The only good thing that happened to him in Deep River was that a fellow inmate named Tony taught him how to play guitar. When they got out of St. Bart's, they moved down to Toronto and formed a grunge band, but the rest of the members were more talented than Eric, and it was only a matter of weeks before they got rid of him. After a succession of progressively less interesting jobs, and a succession of smaller and smaller rooms, he began to feel that he was drowning in Toronto. Oh, that suffocating sensation, as if his lungs were closing down. He made no friends. He spent his evenings alone, with magazines that arrived in plain packaging, his fantasies turning darker and darker.
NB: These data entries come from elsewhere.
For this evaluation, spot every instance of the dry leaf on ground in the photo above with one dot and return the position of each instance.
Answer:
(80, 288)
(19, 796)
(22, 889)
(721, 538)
Toronto was killing him, he decided. He would move to someplace with lots of fresh air, where you wouldn't feel like you were choking all the time. In his methodical way, he made lists of small cities and their various amenities, finally narrowing his choices down to Peterborough and Algonquin Bay. He decided to visit them both, but the day he arrived in Algonquin Bay he had seen the help-wanted ad for Troy Music, and that had made up his mind. When he met Edie in the drugstore a week later, some inner part of him had suddenly felt stronger. Those first flickers of utter devotion in her eyes gave him the sense that this was someone he could share his destiny with. Whatever it might be.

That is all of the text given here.